MDAnalysis / mdanalysis

MDAnalysis is a Python library to analyze molecular dynamics simulations.
https://mdanalysis.org
Other
1.32k stars 652 forks source link

add kdtree option for spherical selection keywords #1706

Open kain88-de opened 6 years ago

kain88-de commented 6 years ago

See https://github.com/MDAnalysis/mdanalysis/pull/1692/commits/8bad42896a16e4ac8662b4886c8b02edc075afeb

The other selections can already choose to use the kdtree option that works also with periodic boundary conditions. See #1692

navyakhare commented 6 years ago

kdtree option seems to be in place for both Spherical Layer Selection and Spherical Zone Selection,

        sel = self.sel.apply(group)
        [box](url) = self.validate_dimensions(group.dimensions)
        ref = sel.center_of_geometry(pbc=self.periodic)
        if box is None:
            kdtree = KDTree(dim=3, bucket_size=10)
        else:
            kdtree = PeriodicKDTree(box, bucket_size=10)
        kdtree.set_coords(group.positions)
        kdtree.search(ref, self.exRadius)
        found_ExtIndices = kdtree.get_indices()
        kdtree.search(ref, self.inRadius)
        found_IntIndices = [kdtree.get_indices()]([url](url))
        found_indices = list(set(found_ExtIndices) - set(found_IntIndices))
        return group[found_indices].unique
        sel = self.sel.apply(group)
        box = self.validate_dimensions(group.dimensions)
        ref = sel.center_of_geometry(pbc=self.periodic)
        if box is None:
            kdtree = KDTree(dim=3, bucket_size=10)
        else:
            kdtree = PeriodicKDTree(box, bucket_size=10)
        kdtree.set_coords(group.positions)
        kdtree.search(ref, self.cutoff)
        found_indices = kdtree.get_indices()
        return group[found_indices].unique

respectively.

what seems to be left is applying kdtree option for Cylindrical Selection and I would like to work on that issue.

kain88-de commented 6 years ago

@navyakhare sure you can work on this. Do you have a working development environment of MDAnalysis? It will help to run tests locally.

Are there specific things you would like to know about this issue or did you already research where in the code you have to make changes?

@jmborr do you have any recommendations for the cylindrical selections and ideas for good tests?

jmborr commented 6 years ago

In the case of periodic boundary conditions, shouldn't the group positions and center of geometry be first translated to the unit cell before this subtraction? Maybe I'm misunderstanding CylindricalSelection.apply, I have to check.

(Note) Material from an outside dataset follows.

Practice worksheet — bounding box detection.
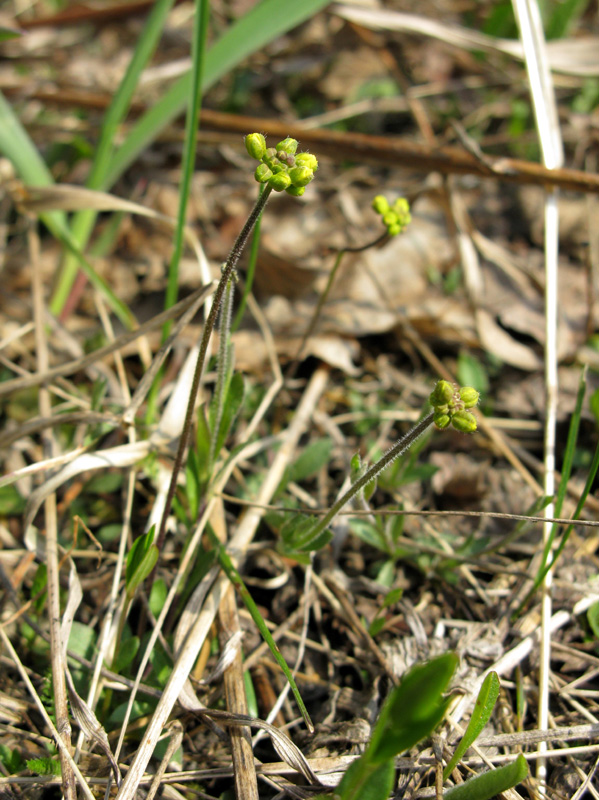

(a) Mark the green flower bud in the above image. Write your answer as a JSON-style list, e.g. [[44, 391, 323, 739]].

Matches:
[[433, 411, 451, 430], [289, 167, 314, 186], [460, 386, 480, 408], [428, 381, 454, 407], [254, 164, 273, 183], [372, 194, 389, 215], [268, 172, 291, 192], [295, 153, 318, 172], [451, 411, 476, 433], [277, 136, 297, 155], [245, 133, 266, 161], [393, 197, 412, 228], [285, 184, 306, 197]]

For a spherical selection one can replace the whole sphere with a point (the sphere center) and then check its distance to each atom in the group, with the group atoms encapsulated in a kdtree. However, I can't imagine how to replace the whole cylinder with a finite set of points in order to repeat the trick done in the spherical selection.

navyakhare commented 6 years ago

@kain88-de I have a working development environment of MDAnalysis. I think I know where the changes need to me made in the code but I'll need guidance for testing.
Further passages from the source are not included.